Reproducing This Setup

The key configurations:

# Instance A (Primary — starts first, owns CUDA graphs)
vllm serve cyankiwi/Nemotron-Orchestrator-8B-AWQ-4bit \
  --kv-cache-dtype tq-t4nc \
  --gpu-memory-utilization 0.35 \
  --max-model-len 40960 \
  --max-num-seqs 4 \
  --compilation-config '{"cudagraph_mode":"piecewise","max_cudagraph_capture_size":4}' \
  --enable-prefix-caching \
  --port 8199

# Instance B (Secondary — starts second, bypasses memory budget)
vllm serve casperhansen/deepseek-r1-distill-qwen-14b-awq \
  --kv-cache-dtype tq-t4nc \
  --gpu-memory-utilization 0.50 \
  --kv-cache-memory-bytes 1073741824 \
  --max-model-len 8192 \
  --max-num-seqs 4 \
  --enforce-eager \
  --enable-prefix-caching \
  --port 8176

The critical insight: gpu_memory_utilization on the second instance only needs to pass the startup free-memory check (free >= total × util).
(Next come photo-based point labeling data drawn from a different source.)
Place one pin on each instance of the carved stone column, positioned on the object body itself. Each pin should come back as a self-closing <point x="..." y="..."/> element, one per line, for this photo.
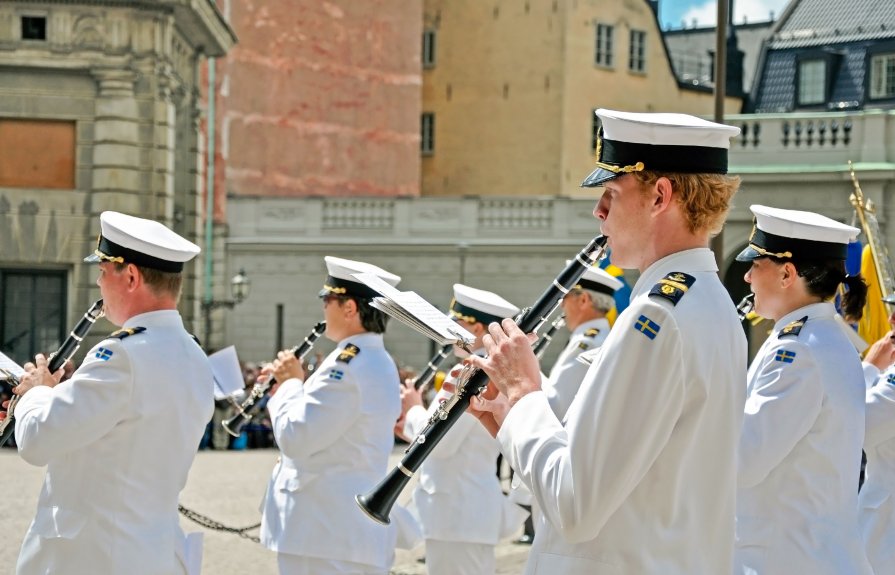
<point x="117" y="177"/>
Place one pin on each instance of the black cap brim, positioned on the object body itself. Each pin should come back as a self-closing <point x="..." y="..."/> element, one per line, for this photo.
<point x="747" y="255"/>
<point x="597" y="178"/>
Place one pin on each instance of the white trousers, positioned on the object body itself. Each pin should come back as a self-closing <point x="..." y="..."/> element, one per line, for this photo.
<point x="300" y="565"/>
<point x="456" y="558"/>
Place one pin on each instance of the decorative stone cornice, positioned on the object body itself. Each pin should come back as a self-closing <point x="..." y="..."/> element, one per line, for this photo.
<point x="115" y="82"/>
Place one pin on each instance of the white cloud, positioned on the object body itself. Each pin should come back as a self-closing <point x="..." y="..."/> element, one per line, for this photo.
<point x="752" y="10"/>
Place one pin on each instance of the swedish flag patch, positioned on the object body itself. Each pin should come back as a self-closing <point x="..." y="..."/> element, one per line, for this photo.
<point x="785" y="356"/>
<point x="673" y="286"/>
<point x="348" y="353"/>
<point x="647" y="327"/>
<point x="103" y="353"/>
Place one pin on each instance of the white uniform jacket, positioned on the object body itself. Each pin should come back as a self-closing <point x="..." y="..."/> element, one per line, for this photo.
<point x="641" y="478"/>
<point x="118" y="440"/>
<point x="876" y="504"/>
<point x="459" y="496"/>
<point x="335" y="432"/>
<point x="568" y="373"/>
<point x="800" y="451"/>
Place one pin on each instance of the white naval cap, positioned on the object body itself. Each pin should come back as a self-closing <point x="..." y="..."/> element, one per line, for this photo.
<point x="598" y="280"/>
<point x="675" y="143"/>
<point x="793" y="234"/>
<point x="479" y="306"/>
<point x="341" y="281"/>
<point x="142" y="242"/>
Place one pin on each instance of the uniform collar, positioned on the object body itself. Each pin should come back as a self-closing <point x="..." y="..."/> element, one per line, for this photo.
<point x="694" y="260"/>
<point x="160" y="318"/>
<point x="599" y="323"/>
<point x="823" y="310"/>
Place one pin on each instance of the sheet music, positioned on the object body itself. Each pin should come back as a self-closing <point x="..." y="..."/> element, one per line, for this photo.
<point x="6" y="364"/>
<point x="227" y="373"/>
<point x="413" y="310"/>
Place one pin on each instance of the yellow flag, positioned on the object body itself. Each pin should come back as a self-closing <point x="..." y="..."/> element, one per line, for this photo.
<point x="874" y="323"/>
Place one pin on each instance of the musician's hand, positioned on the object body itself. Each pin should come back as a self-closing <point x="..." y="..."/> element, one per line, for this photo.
<point x="286" y="366"/>
<point x="399" y="428"/>
<point x="882" y="353"/>
<point x="410" y="397"/>
<point x="37" y="373"/>
<point x="68" y="369"/>
<point x="511" y="364"/>
<point x="490" y="407"/>
<point x="264" y="373"/>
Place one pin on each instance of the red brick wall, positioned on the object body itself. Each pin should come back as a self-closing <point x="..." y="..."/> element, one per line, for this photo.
<point x="321" y="98"/>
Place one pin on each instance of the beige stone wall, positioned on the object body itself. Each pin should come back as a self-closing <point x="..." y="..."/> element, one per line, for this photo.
<point x="126" y="76"/>
<point x="514" y="86"/>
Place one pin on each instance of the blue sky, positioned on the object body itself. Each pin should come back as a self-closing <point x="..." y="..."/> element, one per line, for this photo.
<point x="673" y="12"/>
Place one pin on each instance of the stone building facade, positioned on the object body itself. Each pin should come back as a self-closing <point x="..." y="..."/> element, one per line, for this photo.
<point x="99" y="110"/>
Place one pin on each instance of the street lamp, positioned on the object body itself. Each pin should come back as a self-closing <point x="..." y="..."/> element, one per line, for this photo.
<point x="240" y="285"/>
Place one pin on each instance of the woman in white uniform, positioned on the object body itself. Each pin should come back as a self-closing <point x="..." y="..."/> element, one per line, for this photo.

Set it as low as possible. The actual KV cache allocation is controlled entirely by --kv-cache-memory-bytes.

---

What's Next

• TriAttention: Our spectral KV cache compression engine achieves ~10× compression (26 bytes/token vs 256 FP16) by decomposing RoPE attention into trigonometric series and storing only the dominant frequency components. Currently in calibration testing.
• Dynamic KV budget: Instead of fixed --kv-cache-memory-bytes, dynamically resize based on current free VRAM reported by the Docker proxy.
• Unified CUDA graph pools: Sharing CUDA graph memory across instances for batch sizes that don't overlap in time.

---

The TurboQuant vLLM fork, graph-aware eviction plugin, and VRAM zone management are part of AitherOS. The --kv-cache-memory-bytes flag is stock vLLM 0.19+ — the most important three words in the multi-instance story, buried in a help page nobody reads.